Expansion of the Northern Sea Route

The situation has made a growing number of stakeholders start referring instead to the Northern Sea Transport Corridor, a shipping route that stretches all the way from Murmansk in the west to Kamchatka in the east.

The Northern Sea Transport Corridor includes the Northern Sea Route, but extends into additional waters as well. (The Independent Barents Observer)

This expanded route includes also the Barents Sea and the Bering Sea and consequently covers significantly bigger shipping volumes than those along the shorter Northern Sea Route. With this extended concept, the Arctic planners in Moscow might be able to reach Putin’s target of 80 million tons.

According to the Association of Sea Trade Ports, the transport corridor will be clearly referred to in the new Russian Arctic Strategy, a document that now awaits approval by government.

The document is authored by the Ministry of the Far East and Arctic and was submitted to government on May 7. The strategy covers the period until 2035.

Arctic Commission

The Northern Sea Transport Corridor was key point of discussion when the Russian Arctic Commission, a government body managed by the Ministry of the Far East and Arctic, assembled for a video conference on the May 13.

“If we are to provide for the competitiveness of the Northern Sea Route then we have to widen the borders of the corridor, that is to include the western and eastern edges and there establish seaport hubs,” Deputy Minister Aleksandr Krutikov said in the meeting.

The expanded route concept has been approved also by the Ministry of Transport, Rosatom and the Ministry of Foreign Affairs, news agency PortNews informs.

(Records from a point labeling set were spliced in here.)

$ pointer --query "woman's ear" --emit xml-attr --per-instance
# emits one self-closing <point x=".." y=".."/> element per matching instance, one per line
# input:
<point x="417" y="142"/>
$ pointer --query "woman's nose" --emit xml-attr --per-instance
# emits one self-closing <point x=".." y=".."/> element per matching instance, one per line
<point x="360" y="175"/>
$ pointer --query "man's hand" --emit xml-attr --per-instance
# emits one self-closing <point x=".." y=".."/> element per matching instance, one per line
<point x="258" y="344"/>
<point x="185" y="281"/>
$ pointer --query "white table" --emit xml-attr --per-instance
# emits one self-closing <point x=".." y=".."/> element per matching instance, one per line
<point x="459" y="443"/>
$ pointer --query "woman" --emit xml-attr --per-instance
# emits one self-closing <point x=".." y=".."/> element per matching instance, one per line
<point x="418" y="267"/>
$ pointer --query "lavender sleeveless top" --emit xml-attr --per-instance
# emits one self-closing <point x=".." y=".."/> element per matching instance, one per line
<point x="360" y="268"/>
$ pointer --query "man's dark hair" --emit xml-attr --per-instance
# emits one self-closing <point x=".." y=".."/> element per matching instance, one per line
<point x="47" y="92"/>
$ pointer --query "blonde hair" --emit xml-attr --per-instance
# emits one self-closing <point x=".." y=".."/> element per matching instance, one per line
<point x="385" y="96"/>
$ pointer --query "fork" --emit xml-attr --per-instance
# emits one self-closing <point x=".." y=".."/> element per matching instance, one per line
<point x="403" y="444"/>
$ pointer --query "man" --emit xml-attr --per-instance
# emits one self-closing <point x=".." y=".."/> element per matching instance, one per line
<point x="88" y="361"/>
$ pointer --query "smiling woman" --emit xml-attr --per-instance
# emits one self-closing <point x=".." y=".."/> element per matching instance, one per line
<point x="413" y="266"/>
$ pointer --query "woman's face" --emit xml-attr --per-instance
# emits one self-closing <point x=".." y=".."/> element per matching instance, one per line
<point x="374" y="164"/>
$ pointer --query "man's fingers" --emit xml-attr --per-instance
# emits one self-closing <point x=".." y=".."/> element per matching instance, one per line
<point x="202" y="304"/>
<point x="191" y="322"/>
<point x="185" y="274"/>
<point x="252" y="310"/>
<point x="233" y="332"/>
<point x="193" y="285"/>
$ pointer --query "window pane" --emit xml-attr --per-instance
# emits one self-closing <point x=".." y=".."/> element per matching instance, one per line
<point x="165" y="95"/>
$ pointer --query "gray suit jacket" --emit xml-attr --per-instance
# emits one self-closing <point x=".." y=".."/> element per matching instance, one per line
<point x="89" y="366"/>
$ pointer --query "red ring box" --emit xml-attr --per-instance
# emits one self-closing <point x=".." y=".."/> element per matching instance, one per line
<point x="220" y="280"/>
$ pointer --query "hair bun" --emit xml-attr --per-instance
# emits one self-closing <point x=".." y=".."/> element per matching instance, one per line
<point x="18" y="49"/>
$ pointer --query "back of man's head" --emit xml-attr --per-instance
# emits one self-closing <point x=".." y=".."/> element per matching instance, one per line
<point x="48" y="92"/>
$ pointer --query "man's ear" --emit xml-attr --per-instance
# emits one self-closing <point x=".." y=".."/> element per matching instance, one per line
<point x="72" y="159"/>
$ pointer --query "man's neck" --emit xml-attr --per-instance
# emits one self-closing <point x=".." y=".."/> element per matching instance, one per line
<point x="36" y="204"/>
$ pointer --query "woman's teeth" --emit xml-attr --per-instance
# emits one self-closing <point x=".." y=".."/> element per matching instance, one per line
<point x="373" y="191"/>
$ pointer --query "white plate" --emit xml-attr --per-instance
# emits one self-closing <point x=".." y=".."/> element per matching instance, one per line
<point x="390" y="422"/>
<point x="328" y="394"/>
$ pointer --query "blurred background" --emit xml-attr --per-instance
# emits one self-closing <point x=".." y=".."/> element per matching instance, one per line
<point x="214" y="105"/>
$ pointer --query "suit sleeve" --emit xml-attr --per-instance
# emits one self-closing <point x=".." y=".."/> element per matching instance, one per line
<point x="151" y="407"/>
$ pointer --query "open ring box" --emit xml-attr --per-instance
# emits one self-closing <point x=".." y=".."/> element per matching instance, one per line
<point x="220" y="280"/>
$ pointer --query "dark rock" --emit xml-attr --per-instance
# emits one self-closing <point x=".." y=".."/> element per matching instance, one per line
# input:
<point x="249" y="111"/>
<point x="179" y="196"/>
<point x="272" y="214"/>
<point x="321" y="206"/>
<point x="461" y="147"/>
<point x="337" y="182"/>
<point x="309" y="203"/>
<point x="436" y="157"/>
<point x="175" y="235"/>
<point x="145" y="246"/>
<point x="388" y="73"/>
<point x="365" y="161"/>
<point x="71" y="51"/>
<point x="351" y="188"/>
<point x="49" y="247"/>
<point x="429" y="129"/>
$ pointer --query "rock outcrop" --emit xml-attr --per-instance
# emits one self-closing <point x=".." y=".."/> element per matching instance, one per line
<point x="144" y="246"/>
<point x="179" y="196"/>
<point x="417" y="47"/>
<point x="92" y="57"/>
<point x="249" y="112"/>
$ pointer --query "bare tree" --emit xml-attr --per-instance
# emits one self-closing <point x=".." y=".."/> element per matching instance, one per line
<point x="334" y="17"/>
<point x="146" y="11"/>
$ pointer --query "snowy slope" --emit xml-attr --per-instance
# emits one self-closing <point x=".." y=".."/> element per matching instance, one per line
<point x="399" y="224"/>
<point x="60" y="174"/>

“Neither we, nor the Ministry of Foreign Affairs see any negative legal consequences from the use of this terminology,” Krutikov underlined in the Arctic Commission meeting.

International shipping

Rosatom, the nuclear power company that has been assigned key responsibilities for Russian Arctic developments, has itself previously referred to the Northern Sea Transport Corridor as a priority. In an interview with newspaper Rossiiskaya Gazeta in late 2019, Rosatom representative Vyacheslav Ruksha underlined that the corridor will be of major importance for international Arctic shipping.

According to Ruksha, the development of international shipping across the corridor must be developed along with the building of new Arctic infrastructure and investment projects.

In 2019, Rosatom established a subsidiary that is to promote the initiative. Rusatom Cargo will help attract international interest to the Northern Sea Transport Corridor, the company informs.

And the company is confident that future is bright for shipments. According to estimates, the goods volumes that are shipped across the remote and icy waters will increase to 120 million tons by year 2030 and further to 180 million tons by 2035.